Maturity: hardened against real failures
| Type | Change |
|---|---|
| Initial commit | Nightly scraper, three sources, Notion write-up |
| Fix | Silent network failures being marked as successful runs |
| Fix | Stale-run alert missing last-run date and elapsed hours |
| Fix | launchd throttle from a wake-check restart loop |
| Fix | launchd TCC permission block, invisible until an unattended run hit it |
| Redesign | Fit-screen rubric to 5 tiers, full re-screen |
| Add | Stage 0.5 autonomous first-draft build |
Three separate unattended-automation failure modes, each caught, diagnosed, and hardened against in production. That’s the part a demo skips past to get to the feature list.
Result
- 6 conversations from 84 applications since the system went live, a little over 7%, up from 1 conversation across roughly 200 applications before it. Nearly 14 times the old response rate, and ahead of the broader tech market too, where cold applications are converting at roughly 2-3% industry-wide in 2026.
- 4-5 resumes now take 1.5-2 hours in parallel, by my own logged time, versus the 8-12 hours the old serial rate of 2-3 hours each would cost for just four. That time includes strengthening the bank itself as I go, the same bank every future resume draws from. Most of what’s left is judgment, storytelling, and content. The headless, autonomous stages are the accelerator; the thinking is still mine.
- Discovery runs the whole autonomous half unattended, overnight. A nightly scraper finds and filters listings, an autonomous fit-screen scores them against a 5-tier rubric, and a first draft with a blind, independent score are both waiting by the time I decide what’s worth my time this week. That’s why time to start working dropped from about an hour to five or ten minutes: I open an inbox already stocked with a reviewed queue, a draft, and a score.
- The concurrency mechanism has been tested by real production use. Parallel sessions against the same bank have produced a real flagged conflict, caught and resolved by hand instead of silently corrupting data. Detail in the deep-dive.
- The bank keeps compounding. Every session that strengthens a bullet writes the improved version back, so it grows stronger the more it gets used.
Learning
The bottleneck was the quality of the context I fed the AI. Every stage of this pipeline shares almost nothing in implementation: Python scraper, prompt architecture, Notion automation. They all run on the same principle. Structured personal knowledge plus AI synthesis produces output a generic tool can’t match, and the knowledge is the part that takes time to build.
The second thing I learned is where the automation line actually sits. If I can fully describe a piece of work as an SOP, no judgment call buried inside it, that’s a strong automation candidate, and that’s most of Discovery. The moment a step needs judgment, a human has to stay in the loop, and the rules around that step matter more, not less, because that’s exactly where an ungoverned AI would improvise. Structured that way, AI stops being a construction tool and becomes a real thought partner, clearing everything around the judgment so the decision gets my full attention.
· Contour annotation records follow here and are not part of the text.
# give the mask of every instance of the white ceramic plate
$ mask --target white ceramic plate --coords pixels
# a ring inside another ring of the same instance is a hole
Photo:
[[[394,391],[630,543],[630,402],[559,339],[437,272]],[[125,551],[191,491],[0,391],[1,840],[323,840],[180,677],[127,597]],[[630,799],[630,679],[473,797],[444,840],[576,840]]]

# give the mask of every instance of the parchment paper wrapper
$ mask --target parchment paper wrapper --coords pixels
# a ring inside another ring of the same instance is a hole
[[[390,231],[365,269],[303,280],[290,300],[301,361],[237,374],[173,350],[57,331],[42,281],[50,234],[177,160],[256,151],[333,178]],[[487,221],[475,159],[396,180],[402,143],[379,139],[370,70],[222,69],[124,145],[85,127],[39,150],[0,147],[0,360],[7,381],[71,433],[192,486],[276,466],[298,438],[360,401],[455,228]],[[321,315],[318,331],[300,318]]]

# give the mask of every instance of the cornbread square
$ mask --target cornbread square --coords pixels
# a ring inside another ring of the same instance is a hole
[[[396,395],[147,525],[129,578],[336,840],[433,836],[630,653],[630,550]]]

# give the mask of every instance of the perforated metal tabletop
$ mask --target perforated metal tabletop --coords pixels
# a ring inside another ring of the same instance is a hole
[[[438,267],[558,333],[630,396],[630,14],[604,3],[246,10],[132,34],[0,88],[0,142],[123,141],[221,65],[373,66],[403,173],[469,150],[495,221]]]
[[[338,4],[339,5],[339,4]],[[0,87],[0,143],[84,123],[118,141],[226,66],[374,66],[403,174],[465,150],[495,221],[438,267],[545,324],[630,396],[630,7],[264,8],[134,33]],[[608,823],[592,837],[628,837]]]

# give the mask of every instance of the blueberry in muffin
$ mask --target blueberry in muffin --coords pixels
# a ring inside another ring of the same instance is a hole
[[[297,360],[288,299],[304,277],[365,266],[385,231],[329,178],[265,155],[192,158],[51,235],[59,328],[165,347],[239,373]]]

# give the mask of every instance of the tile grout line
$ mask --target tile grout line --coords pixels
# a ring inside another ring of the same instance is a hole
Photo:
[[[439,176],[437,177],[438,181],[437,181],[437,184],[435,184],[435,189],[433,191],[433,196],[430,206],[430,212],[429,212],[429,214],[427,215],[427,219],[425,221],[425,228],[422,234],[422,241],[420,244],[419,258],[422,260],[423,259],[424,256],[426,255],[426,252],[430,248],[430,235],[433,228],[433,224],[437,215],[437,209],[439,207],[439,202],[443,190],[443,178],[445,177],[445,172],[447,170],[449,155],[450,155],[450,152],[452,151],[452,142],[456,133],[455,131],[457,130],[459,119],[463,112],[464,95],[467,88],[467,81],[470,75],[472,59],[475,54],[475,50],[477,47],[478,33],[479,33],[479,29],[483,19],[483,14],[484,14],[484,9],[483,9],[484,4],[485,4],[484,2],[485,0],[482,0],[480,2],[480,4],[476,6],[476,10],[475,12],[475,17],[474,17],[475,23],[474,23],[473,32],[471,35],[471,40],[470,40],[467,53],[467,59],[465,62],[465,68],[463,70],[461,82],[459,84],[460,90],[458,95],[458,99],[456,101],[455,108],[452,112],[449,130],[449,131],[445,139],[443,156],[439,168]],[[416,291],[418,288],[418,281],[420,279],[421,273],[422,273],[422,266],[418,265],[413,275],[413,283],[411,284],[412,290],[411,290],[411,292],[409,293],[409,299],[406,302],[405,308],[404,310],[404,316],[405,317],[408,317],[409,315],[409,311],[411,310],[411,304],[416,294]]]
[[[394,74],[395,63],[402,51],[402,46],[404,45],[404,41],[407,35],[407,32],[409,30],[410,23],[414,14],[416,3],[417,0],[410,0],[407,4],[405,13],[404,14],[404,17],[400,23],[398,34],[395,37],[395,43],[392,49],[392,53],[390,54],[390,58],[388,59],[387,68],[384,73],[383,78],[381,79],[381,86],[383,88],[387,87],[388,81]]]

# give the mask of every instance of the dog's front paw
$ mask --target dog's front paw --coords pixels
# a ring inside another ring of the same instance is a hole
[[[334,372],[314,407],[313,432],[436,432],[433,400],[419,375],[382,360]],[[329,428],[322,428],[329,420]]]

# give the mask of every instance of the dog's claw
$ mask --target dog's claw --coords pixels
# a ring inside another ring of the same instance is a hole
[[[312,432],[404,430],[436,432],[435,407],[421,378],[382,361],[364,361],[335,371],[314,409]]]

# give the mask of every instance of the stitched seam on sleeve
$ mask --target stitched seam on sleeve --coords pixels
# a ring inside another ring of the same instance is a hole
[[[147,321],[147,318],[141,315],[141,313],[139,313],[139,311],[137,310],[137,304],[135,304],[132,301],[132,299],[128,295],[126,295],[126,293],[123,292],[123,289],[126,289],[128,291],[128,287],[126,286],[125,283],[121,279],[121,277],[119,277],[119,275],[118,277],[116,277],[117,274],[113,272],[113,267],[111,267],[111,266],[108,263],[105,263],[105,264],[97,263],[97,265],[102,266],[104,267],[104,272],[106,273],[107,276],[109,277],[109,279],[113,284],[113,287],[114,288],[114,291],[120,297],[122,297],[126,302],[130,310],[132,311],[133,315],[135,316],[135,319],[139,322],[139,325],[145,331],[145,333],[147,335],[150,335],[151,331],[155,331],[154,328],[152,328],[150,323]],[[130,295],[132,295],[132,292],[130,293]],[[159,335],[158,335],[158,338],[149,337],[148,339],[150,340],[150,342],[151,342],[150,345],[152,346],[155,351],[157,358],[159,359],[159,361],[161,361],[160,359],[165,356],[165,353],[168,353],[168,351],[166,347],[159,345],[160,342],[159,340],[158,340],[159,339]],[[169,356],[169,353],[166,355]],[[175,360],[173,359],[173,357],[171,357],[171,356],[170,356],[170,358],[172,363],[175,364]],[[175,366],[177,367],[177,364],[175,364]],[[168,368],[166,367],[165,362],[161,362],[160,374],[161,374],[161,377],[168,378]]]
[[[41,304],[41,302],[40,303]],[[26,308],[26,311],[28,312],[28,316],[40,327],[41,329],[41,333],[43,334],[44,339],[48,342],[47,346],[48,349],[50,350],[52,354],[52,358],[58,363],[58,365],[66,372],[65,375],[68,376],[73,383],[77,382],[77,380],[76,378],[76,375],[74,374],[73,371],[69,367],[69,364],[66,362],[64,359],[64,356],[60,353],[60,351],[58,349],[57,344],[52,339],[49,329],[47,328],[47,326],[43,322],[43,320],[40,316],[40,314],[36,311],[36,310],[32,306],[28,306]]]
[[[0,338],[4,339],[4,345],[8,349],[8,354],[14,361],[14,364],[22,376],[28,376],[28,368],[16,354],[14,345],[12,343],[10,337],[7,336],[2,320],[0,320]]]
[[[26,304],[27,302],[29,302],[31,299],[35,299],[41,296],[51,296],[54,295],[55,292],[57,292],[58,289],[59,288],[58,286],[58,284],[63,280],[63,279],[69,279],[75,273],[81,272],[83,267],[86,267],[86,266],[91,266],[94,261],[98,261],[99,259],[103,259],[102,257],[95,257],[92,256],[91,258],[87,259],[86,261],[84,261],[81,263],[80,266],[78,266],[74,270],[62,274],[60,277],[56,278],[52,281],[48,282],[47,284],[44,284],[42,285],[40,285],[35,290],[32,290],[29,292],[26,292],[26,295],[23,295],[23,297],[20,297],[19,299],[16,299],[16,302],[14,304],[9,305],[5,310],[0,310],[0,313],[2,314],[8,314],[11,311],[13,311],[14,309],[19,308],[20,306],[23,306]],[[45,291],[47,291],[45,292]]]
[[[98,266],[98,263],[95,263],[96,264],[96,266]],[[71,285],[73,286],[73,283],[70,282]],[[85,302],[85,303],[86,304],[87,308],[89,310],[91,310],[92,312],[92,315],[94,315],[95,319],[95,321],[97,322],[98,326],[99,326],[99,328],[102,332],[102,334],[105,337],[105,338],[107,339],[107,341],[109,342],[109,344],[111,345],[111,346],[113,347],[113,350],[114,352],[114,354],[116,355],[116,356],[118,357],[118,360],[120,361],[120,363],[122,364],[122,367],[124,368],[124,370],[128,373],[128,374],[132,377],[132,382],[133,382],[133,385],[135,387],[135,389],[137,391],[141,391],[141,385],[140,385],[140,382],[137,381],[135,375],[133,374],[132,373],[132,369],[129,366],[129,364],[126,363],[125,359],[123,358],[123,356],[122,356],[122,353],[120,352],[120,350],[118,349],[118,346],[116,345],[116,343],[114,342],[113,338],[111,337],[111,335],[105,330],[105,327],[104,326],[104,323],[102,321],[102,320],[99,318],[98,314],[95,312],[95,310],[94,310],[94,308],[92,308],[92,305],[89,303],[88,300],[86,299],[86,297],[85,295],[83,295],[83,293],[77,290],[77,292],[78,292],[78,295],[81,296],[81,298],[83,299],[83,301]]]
The third thing I learned is that naming your own gaps in public is worth
more than it costs. I published an essay naming exactly what this system
didn’t do yet, including that it graded its own homework and that a bullet
had no permanent link back to its source. Both gaps are closed now. A second,
fully separate model scores every build blind, and a permanent BulletID
replaced the row-position addressing that once let an earlier version of the
bank corrupt data. Closing a named gap five months later is the same
discipline continuing past the point where the writing stopped.